Two Koreas set to meet for nuclear talks next week

Written By DNA Web Team | Updated:

Comments from Seoul officials to confirm the news report were not immediately available.

Top nuclear envoys from North and South Korea will hold bilateral talks on Wednesday in Beijing, aimed at discouraging the North from going ahead with its nuclear weapons development programme, South Korea's Yonhap news agency said on Sunday.

"The South and the North agreed to set a date for the nuclear talks on September 21," Yonhap quoted a senior Seoul government official as saying. "The exact time and frequency will be discussed there (in Beijing)."

South Korean media have reported Wi Sung-lac, South Korea's chief nuclear negotiator, and his North Korean counterpart Ri Yong-ho were already in the Chinese capital to prepare for what would be their second meeting in two months.
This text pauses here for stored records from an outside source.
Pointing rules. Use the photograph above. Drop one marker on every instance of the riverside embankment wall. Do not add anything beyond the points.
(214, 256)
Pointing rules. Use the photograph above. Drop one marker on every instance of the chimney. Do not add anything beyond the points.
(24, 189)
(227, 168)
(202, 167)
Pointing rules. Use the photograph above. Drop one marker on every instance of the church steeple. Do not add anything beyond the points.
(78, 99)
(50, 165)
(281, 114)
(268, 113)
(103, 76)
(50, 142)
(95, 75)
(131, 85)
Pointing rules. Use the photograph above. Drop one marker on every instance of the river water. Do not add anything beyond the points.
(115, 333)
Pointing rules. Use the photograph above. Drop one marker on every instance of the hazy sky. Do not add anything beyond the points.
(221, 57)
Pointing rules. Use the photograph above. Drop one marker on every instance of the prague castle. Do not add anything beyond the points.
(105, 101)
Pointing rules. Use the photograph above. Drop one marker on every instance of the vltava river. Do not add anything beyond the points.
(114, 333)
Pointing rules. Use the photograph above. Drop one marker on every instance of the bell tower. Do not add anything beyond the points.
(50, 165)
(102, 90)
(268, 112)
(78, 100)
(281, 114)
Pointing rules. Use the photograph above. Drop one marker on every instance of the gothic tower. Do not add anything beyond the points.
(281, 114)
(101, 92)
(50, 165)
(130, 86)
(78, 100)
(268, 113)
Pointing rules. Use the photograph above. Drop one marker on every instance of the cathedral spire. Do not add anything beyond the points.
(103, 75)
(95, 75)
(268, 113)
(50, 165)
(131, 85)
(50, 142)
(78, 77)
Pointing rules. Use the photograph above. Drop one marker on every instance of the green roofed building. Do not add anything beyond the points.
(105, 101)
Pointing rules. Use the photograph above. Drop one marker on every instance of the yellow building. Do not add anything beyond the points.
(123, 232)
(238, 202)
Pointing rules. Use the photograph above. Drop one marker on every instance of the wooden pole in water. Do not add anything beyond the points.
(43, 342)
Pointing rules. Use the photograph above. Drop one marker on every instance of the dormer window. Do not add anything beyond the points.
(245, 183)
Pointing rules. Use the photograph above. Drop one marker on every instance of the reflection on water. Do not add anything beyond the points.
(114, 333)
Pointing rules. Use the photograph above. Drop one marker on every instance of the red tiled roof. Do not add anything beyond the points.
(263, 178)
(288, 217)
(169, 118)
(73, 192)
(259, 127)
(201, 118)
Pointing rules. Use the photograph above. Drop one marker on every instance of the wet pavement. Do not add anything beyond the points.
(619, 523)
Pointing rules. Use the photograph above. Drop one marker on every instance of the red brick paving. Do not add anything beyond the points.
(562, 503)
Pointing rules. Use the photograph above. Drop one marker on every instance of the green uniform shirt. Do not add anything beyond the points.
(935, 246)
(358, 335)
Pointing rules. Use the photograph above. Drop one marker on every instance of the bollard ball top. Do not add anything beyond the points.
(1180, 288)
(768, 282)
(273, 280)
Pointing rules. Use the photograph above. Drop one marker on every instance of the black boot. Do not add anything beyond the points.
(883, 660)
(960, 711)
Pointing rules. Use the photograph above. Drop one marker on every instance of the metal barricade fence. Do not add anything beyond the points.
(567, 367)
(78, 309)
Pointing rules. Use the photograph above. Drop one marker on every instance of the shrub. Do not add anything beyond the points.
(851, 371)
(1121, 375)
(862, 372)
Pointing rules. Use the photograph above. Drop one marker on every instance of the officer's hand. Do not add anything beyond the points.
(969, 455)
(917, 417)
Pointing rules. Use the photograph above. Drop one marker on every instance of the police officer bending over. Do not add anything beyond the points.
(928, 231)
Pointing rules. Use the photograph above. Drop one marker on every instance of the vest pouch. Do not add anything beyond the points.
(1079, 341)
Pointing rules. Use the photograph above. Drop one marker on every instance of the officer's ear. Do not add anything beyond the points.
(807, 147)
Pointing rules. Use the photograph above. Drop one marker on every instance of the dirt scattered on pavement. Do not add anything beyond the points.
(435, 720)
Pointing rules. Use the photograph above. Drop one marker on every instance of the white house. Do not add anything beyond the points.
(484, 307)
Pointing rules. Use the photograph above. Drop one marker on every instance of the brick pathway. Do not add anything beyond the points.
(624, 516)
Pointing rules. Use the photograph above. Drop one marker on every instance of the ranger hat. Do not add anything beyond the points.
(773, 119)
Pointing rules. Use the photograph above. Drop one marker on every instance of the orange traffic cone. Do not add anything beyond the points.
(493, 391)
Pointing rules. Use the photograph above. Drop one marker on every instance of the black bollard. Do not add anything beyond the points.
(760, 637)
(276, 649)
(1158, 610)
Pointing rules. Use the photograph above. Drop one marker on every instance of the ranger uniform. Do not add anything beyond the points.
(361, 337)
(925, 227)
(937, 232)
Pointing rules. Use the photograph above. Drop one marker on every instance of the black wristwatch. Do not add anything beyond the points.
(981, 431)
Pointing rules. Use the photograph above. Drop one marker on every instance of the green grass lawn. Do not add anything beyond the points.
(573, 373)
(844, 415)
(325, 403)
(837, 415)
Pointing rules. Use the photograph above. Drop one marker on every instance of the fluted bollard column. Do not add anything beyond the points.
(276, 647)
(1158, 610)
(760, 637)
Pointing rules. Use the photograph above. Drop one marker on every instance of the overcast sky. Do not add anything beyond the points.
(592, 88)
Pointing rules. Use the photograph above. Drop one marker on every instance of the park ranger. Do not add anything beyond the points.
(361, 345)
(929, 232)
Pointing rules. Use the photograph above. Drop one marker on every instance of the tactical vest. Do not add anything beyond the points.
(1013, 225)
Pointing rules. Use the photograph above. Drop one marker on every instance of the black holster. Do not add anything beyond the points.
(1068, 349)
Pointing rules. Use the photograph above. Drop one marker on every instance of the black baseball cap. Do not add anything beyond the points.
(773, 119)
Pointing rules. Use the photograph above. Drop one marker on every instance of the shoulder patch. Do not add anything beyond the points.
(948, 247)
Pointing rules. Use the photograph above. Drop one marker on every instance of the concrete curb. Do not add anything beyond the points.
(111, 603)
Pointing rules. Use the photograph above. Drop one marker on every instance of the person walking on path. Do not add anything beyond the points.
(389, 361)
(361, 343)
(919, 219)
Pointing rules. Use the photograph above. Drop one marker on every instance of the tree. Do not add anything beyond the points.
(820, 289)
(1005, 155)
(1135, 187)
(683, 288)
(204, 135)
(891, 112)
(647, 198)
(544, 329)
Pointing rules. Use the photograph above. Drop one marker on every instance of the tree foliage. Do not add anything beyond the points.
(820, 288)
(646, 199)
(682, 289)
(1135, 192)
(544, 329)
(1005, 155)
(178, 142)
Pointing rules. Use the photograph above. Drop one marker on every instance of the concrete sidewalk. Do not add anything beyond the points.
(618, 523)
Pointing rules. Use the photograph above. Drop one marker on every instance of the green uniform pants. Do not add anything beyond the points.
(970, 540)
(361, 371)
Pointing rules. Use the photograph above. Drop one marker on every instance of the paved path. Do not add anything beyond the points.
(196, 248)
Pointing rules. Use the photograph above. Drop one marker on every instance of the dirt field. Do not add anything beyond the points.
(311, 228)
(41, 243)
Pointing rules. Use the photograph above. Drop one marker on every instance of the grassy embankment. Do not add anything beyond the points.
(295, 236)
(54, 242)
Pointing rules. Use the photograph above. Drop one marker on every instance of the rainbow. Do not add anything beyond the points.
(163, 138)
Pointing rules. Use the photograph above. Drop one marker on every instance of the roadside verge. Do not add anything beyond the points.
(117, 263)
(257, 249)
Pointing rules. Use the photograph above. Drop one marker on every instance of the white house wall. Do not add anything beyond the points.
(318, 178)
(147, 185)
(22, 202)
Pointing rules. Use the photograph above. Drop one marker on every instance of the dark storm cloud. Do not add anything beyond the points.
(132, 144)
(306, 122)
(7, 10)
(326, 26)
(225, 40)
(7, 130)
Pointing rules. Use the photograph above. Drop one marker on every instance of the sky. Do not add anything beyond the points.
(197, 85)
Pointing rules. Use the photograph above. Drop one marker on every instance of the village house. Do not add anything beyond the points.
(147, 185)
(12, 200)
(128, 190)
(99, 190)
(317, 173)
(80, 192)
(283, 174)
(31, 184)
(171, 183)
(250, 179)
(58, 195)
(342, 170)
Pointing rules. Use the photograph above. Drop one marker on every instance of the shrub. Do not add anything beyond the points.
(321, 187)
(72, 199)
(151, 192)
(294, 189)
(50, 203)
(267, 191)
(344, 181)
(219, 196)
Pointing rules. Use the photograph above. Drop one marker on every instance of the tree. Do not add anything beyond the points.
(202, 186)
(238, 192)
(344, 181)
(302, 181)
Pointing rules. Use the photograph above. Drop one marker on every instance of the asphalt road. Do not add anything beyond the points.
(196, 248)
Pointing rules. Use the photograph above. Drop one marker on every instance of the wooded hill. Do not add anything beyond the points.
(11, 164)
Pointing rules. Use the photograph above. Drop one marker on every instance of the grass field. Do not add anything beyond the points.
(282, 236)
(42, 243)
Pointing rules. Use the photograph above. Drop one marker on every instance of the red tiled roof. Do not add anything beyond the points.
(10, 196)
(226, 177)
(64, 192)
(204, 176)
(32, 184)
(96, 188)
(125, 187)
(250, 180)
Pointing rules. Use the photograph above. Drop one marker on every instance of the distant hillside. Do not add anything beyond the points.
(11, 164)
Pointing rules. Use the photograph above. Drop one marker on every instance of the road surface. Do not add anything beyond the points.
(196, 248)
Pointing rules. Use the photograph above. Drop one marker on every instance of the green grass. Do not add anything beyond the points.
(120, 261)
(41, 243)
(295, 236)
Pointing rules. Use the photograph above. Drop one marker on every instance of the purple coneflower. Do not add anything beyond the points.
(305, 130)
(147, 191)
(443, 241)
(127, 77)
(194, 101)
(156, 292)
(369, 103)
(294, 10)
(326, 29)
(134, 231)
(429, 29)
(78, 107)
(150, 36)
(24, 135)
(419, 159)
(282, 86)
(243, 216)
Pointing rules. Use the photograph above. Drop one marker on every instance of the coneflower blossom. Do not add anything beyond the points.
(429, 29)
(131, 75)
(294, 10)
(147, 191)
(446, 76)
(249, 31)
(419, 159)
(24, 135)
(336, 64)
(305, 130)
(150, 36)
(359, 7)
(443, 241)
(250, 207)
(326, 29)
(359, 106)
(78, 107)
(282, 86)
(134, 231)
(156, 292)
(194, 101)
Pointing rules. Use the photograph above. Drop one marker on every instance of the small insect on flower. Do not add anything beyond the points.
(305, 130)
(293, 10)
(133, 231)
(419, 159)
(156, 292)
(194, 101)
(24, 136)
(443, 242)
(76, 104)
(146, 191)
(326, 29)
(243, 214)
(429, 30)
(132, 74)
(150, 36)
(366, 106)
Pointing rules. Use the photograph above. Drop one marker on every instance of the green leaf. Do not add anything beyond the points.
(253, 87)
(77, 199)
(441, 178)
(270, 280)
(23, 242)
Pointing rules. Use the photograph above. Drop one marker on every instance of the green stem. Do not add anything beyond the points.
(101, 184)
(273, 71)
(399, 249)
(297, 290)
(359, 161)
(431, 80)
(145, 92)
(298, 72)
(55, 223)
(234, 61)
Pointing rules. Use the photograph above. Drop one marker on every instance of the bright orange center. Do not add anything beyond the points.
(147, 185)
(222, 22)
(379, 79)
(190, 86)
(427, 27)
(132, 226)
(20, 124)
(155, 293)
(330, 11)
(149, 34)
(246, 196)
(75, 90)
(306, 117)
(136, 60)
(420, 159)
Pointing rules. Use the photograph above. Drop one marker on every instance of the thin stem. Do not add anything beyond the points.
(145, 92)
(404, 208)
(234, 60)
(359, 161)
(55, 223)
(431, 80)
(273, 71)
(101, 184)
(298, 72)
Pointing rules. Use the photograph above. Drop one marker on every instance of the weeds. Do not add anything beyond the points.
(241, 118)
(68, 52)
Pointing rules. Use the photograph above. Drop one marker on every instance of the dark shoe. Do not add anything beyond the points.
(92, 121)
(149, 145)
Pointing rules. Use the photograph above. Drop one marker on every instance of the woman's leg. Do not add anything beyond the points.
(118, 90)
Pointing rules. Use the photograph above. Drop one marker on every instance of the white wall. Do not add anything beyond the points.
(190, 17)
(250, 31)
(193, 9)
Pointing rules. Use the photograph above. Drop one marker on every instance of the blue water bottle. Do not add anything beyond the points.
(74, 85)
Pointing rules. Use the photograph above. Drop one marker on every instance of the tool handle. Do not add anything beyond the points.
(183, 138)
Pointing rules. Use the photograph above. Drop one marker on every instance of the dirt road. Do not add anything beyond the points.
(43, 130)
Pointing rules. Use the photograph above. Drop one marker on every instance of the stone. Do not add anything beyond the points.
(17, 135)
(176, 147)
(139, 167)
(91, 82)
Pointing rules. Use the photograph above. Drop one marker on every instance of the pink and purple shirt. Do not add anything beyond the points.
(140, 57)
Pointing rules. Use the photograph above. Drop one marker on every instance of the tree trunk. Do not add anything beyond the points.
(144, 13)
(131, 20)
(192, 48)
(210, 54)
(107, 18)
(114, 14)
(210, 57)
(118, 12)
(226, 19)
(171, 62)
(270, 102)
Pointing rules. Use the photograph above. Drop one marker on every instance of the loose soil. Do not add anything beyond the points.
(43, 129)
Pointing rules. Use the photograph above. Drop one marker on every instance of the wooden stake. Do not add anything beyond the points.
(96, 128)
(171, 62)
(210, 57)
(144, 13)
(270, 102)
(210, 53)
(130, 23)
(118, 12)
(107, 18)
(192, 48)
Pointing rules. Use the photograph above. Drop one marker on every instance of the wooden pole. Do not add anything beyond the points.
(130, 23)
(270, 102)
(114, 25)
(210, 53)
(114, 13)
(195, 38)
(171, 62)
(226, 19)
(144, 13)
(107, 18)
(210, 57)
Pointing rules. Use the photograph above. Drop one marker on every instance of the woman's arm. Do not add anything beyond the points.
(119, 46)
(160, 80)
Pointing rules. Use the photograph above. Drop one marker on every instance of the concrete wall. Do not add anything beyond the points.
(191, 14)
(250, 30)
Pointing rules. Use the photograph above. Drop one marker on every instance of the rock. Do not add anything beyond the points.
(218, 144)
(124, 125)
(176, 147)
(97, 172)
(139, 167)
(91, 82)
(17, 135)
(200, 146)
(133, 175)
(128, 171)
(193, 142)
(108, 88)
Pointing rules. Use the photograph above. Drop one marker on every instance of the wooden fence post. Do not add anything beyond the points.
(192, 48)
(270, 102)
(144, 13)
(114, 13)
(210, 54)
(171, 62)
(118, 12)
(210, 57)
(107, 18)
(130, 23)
Comments from Seoul officials to confirm the news report were not immediately available.

Under pressure from their main allies in Washington and Beijing to iron out their differences, the rival Koreas moved a step forward to restart six-party aid-for-denuclearisation talks, which involve the United States, China, Japan and Russia, when Wi met Ri in Bali, Indonesia, in late July.

A week after that meeting, which was described as "constructive", a top North Korean diplomat visited New York for talks with US special envoy for North Korea, Stephen Bosworth.

The North, still technically at war with the South after the 1950-53 Korean War ended with an armistice rather than a peace treaty, has said it is willing to return to the six-party talks without preconditions.

Seoul and Washington demand that Pyongyang must first halt its uranium enrichment programme and allow the return of international nuclear inspectors.

North Korea walked out of the six-party talks more than two years ago after the United Nations imposed a new round of sanctions on it for conducting nuclear and missile tests.

Last year, relations between the two Koreas were damaged and regional tensions heightened by the killing of 50 South Koreans in two separate attacks on the peninsula last year.